Icann kümmert sich um Streitigkeiten bei Domainnamen
Internationale Internet-Regierungswahl geht in die heisse Phase

dpa BERLIN. Die Wahlen für die internationale Internet- Regierung Icann, die zukünftig weltweit für die Verwaltung des Internets zuständig sein wird, gehen in die heiße Phase. Die bei den Vorwahlen in Europa bisher führenden zwei deutschen Kandidaten, die Berliner Andy Müller-Maguhn und Jeanette Hofmann, lagen am Freitagabend kurz vor Wahlschluss praktisch uneinholbar vorne.

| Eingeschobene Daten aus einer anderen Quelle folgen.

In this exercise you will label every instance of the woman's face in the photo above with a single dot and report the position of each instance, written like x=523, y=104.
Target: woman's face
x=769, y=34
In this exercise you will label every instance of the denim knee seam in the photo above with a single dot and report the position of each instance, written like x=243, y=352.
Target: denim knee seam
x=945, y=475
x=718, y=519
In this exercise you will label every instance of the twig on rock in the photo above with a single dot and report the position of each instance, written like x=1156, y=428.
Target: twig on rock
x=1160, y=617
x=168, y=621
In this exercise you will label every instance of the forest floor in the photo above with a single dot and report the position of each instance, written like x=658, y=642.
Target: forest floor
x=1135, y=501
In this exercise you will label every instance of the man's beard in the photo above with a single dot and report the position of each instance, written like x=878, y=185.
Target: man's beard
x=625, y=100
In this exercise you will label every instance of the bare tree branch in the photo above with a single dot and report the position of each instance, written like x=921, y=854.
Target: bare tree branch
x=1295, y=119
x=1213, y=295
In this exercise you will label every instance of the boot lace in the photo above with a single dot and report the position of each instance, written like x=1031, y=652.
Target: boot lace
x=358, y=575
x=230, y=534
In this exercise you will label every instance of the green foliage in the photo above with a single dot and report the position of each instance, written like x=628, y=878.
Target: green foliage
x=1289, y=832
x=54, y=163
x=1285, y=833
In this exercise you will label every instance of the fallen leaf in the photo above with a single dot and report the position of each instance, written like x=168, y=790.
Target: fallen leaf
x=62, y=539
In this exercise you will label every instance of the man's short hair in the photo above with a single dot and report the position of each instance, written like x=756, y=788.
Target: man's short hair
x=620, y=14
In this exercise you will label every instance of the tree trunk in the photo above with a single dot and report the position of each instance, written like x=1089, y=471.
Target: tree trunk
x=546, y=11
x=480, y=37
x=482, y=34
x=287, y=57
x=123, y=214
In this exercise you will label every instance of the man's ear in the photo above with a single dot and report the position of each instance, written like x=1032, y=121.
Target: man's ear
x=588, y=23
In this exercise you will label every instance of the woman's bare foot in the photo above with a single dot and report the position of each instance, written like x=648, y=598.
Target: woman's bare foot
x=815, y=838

Sie sind damit für die Endwahlen nominiert und müssen nun gegen die fünf offiziell von Icann für Europa aufgestellten Bewerber für einen Direktoriumsposten antreten. Icann organisiert die Wahl basisdemokratisch: Alle Mitglieder - vor allem Unternehmen aus der Branche - können mitbestimmen, jeder hat die Chance zu kandidieren.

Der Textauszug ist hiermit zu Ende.